No es que no le tiente la historia, es que esto era un viaje de negocios, y en lo tocante a los negocios, Callan es todo negocios. Ya es bastante difícil evitar que los hermanos Piccone no piensen en su polla cuando trabajan, no veas cuando persiguen mujeres.

—Pensaba que estábamos en viaje de negocios —dice.

—Jesús, ¿quieres animarte? —dice Peaches—. Vas a morir, en tu lápida escribirán que nunca te divertiste. Echaremos un polvo, haremos negocios. Hasta es posible que dispongamos de un minuto para comer, si te parece bien. Me han dicho que el marisco es estupendo allí.

Sí, qué listo es Peaches, piensa Callan. Por la ventana no se ve otra cosa que mar, de manera que alguien habrá imaginado alguna forma de preparar pescado, piensa.

—Eres un puto bastardo, ¿sabes? —dice Peaches.

Sí, un puto bastardo, piensa Callan. Me he cargado a cinco tíos para los Cimino, y Peaches me dice que soy un puto bastardo.

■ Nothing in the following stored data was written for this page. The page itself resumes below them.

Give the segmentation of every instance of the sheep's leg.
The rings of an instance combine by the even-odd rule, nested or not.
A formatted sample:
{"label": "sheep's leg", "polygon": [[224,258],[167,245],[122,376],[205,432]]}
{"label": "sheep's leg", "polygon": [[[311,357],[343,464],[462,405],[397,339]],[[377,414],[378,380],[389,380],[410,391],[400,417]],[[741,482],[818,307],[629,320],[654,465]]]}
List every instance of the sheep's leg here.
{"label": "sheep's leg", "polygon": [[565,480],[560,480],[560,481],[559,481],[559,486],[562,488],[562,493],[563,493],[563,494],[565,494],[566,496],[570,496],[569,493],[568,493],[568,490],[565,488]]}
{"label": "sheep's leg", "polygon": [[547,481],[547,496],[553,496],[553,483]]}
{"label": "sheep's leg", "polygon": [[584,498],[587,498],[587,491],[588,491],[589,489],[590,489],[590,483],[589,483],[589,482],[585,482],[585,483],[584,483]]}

—¿Quién te dio el número? —pregunta Callan. No le gusta. Peaches llama a este número, una muñeca le dice: Claro, venid, y van a este almacén donde lo único que les espera es una tormenta de mierda.

—Sal Scachi me dio el número, ¿vale? —dice Peaches—. Ya conoces a Sal.

—No sé —dice Callan. Si Calabrese fuera a matarles por ese asunto de las drogas, sería Scachi quien se encargaría.